Canadian Policy Toward Khrushchev's Soviet Union
Description
Contains Bibliography, Index
$75.00
ISBN 0-7735-2275-1
DDC 327.71047
Author
Publisher
Year
Contributor
Graeme S. Mount is a professor of history at Laurentian University. He
is the author of Canada’s Enemies: Spies and Spying in the Peaceable
Kingdom, and Chile and the Nazis, and the coauthor of Invisible and
Inaudible in Washington: American Policies To
Review
This book covers more than Canada–USSR relations in the post-Stalin
era. It also summarizes Canada’s relations with the United States, the
People’s Republic of China, and Castro’s Cuba. India and Korea make
the occasional appearance. Partisan politics (most notably John
Diefenbaker’s eccentricities) are a continual theme.

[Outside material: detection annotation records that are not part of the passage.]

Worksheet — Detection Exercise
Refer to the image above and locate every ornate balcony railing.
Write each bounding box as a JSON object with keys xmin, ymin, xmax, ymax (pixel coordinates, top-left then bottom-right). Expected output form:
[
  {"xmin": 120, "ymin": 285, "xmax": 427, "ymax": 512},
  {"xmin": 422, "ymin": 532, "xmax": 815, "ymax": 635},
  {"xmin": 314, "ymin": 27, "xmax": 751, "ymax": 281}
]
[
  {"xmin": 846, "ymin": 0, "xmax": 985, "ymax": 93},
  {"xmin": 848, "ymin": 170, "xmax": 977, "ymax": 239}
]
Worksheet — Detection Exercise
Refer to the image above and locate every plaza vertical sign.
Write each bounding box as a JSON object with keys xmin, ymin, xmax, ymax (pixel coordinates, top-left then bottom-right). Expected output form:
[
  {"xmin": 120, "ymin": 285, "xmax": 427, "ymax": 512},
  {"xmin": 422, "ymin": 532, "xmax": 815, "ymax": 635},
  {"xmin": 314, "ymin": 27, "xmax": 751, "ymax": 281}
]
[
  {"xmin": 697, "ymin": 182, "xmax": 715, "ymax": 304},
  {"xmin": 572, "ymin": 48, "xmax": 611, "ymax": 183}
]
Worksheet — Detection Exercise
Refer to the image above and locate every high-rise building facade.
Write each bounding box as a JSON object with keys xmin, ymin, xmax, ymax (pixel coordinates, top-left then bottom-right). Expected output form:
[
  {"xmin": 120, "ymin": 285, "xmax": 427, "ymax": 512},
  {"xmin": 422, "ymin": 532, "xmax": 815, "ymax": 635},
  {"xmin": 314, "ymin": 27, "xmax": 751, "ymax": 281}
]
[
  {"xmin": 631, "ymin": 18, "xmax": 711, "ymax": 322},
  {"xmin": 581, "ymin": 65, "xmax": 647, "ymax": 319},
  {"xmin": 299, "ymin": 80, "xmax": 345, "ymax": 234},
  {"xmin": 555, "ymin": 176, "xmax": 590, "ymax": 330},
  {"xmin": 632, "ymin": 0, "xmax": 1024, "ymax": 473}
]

This book originated with Glazov’s Ph.D. thesis, and what he’s done
he’s done well. Glazov read a wide range of secondary literature
(including the Woodrow Wilson Society’s collection of translated
Soviet and Soviet-bloc documents, The Cold War International History
Project), examined documents that were in previously closed files at the
National Archives of Canada, reviewed the manuscript collections of the
principal actors, and interviewed key Canadians who were still alive.

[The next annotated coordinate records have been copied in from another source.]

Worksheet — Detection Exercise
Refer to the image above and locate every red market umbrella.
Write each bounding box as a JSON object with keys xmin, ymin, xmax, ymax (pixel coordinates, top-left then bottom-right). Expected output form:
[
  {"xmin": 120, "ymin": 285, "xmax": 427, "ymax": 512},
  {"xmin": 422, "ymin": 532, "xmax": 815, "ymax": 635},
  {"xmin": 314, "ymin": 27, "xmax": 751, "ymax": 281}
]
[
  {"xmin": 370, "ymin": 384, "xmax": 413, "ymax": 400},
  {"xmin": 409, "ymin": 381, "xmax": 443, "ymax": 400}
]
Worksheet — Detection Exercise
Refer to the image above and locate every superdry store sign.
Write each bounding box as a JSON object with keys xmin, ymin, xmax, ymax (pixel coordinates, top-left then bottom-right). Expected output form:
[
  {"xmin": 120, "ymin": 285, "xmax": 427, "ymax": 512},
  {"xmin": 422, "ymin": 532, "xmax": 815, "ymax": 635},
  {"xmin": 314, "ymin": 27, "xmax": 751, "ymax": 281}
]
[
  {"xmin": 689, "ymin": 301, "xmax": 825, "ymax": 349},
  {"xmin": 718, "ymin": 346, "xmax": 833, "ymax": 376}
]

The topic is an important one, and Glazov’s interpretations are
usually sound. Scholars interested in Canadian foreign relations will
definitely have to consult this book.
Of course, the book is less than perfect. According to Glazov,
Diefenbaker was a staunch opponent of Communist governments as long as
Dwight Eisenhower was the U.S. president; then his personal animosity
against Jack Kennedy overrode his anti-Communism. However, documents in
Foreign Relations of the United States indicate that
Eisenhower–Diefenbaker relations became strained in the summer of 1960
when Diefenbaker would not support an economic embargo against Cuba.
Canadian support mattered to the Eisenhower White House because Canadian
technology was interchangeable with American. If Castro could buy from
Canada what he could not purchase from the U.S., the embargo would lose
much of its impact. A second criticism is that Glazov should have
consulted Jocelyn Maynard Ghent on the Cuban Missile Crisis.
Nevertheless, this is a fine book. Much of the text confirms what has
appeared elsewhere, but the end of the Cold War and the availability of
Soviet documents require that it be said again.